ウィンドウボックスタイプのパッケージ。色使いやロゴの位置はファミコン版を意識している
立ちポーズの正面。頭部が大きいため、スタンドなしでの自立はしづらい
兜のマスクは上下に可動する。胸当てには独自のモールドがほどこされている
軟質樹脂を使っているベルトにもちょっとした飾りがほどこされている
バックショットはシンプル。頭部ツノパーツは取り外し可能だ。小さいので紛失注意

 アーサー本体は、頭は大きめだが頭身はそれほど低くなく、当時のゲームキャラクター然としたプロポーションをしている。アーサーの顔つきはアーケード版「魔界村」のメインビジュアルを立体化していて、アレンジされてはいるものの、騎士の鎧もイメージを崩さずに立体化している。

 実は今回、写真撮影時は一部頭部のツノを付けて撮影していたのだが、アーケード版準拠の場合、ツノがないのが正しいということをご容赦いただきたい。なお付属の顔パーツを使えば、前述のファミコン版のパッケージのアーサーを再現可能で、こちらにはツノを付けるのが正しい状態となる。

 鎧姿を再現していることで、それが可動の一部を妨げているという点も見受けられる。例えば肩アーマーは上下にわずかしか動かないため、腕があまり上がらず、ゲーム中に武器を投げているようなポーズは取りにくい。

 また腰アーマーは、軟質樹脂のベルトに硬質のアーマーが接着されているので、脚自体はそれなりに動くものの、ジャンプ時のようにモモを高く上げるには、前垂れを避けて脚を開き気味に前に出さないと決まらないのだ。立ちポーズがかなり格好良く決まる分、ここは少し残念なところでもあった。

武器は4種類が付属。ヤリの柄が細くしっかり持てないので、テープなどで太くするといいかもしれない
武器の持ち手は右のみ付属している。ゲーム中のイメージを再現できる
腕はこの程度までしか上がらない。ヤリ投げポーズもここまでが限度だ

 メインの顔は、仁王像を思わせるような威厳と力強さが感じられる。この顔は取り外して裏側のピンを動かすことで瞳を動かせるようになっているのも、このサイズだから実現できた仕様だと言える。調整するのは若干難しいが、向きによってかなり表情が変わるのが嬉しいところだった。

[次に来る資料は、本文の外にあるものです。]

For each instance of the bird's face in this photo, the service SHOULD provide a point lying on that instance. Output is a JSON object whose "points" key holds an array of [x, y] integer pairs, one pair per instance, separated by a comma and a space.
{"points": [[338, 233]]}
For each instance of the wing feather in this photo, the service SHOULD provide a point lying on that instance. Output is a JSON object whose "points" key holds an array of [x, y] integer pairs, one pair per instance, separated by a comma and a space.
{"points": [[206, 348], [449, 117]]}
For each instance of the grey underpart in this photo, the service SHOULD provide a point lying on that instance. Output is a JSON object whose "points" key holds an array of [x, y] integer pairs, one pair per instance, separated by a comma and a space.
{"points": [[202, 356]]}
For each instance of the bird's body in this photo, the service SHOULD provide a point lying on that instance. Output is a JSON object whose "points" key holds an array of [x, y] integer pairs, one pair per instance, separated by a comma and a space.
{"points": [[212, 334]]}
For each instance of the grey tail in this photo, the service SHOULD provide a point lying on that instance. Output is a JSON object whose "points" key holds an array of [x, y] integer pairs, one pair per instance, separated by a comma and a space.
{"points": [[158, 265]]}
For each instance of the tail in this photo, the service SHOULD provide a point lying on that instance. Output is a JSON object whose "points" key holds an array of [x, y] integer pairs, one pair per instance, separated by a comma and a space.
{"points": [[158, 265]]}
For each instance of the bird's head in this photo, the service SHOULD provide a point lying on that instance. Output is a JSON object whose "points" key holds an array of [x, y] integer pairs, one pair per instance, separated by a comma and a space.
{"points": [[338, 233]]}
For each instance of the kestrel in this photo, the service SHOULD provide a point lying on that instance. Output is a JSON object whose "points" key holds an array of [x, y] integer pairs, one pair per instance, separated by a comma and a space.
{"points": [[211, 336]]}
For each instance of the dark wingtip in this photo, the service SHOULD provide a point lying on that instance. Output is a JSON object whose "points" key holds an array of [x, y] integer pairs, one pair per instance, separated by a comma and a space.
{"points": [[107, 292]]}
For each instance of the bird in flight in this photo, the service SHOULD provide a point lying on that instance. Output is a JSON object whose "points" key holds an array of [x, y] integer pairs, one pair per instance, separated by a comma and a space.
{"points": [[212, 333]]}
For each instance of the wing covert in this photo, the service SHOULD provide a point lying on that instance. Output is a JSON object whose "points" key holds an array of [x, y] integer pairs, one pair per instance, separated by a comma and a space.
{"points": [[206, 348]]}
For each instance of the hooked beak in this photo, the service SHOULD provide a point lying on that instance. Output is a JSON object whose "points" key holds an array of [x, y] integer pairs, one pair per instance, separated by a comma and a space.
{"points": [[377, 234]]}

 ここで1つ驚いたのは、顔を交換するために兜を外したアーサーの頭部がスキンヘッドだったということ。もちろん設定上は髪の毛があり、鎧が外れた状態を再現するための髪の毛パーツも付属するのだが、スキンヘッドも意外に自然でなかなか男らしい。

兜か髪の毛のどちらかを被せるのが設定に準じた姿である
左から分解した後頭部、顔2種、口を閉じた髭パーツ、髪の毛、兜
瞳は裏の軸を動かすことで向きを変えられる。中央にある治具は取り外せる
瞳が動くと同じ顔でも印象が変わる。左右に向けるときは、治具を取りはずといい
こちらはファミコン版パッケージの顔。こだわりが感じられるパーツだ
髪の毛パーツは髭パーツも付け替えるのが正しい。耳が出た形になる

 そして本製品の最大のウリとも言える、鎧着脱のギミックはかなりよくできている。鎧は、アーサーの裸姿を素体に、兜を含めて16パーツの鎧を着せるような形で装着されていて、手足を取り外すことでこれらを着脱する仕組みだ。また彼の裸時のトレードマークでもあるイチゴパンツは鎧を着せる関係でブリーフのような形で、別途用意されたパーツを履かせることでトランクスを再現している。

 兜を脱いでいるときの頭部は、専用の髪の毛パーツのほか、口を閉じた状態の髭パーツが用意されている。後者は耳が出ている形状のため、このパーツを付けたまま兜を被らせるのことはできない。当然ながら鎧を脱がせた姿はかなり細身だが、デフォルメのバランスによってそれほどガリガリには見えない。また鎧による枷がなくなり、鎧を着ている状態ではできなかった腕を上げるポーズも可能となった。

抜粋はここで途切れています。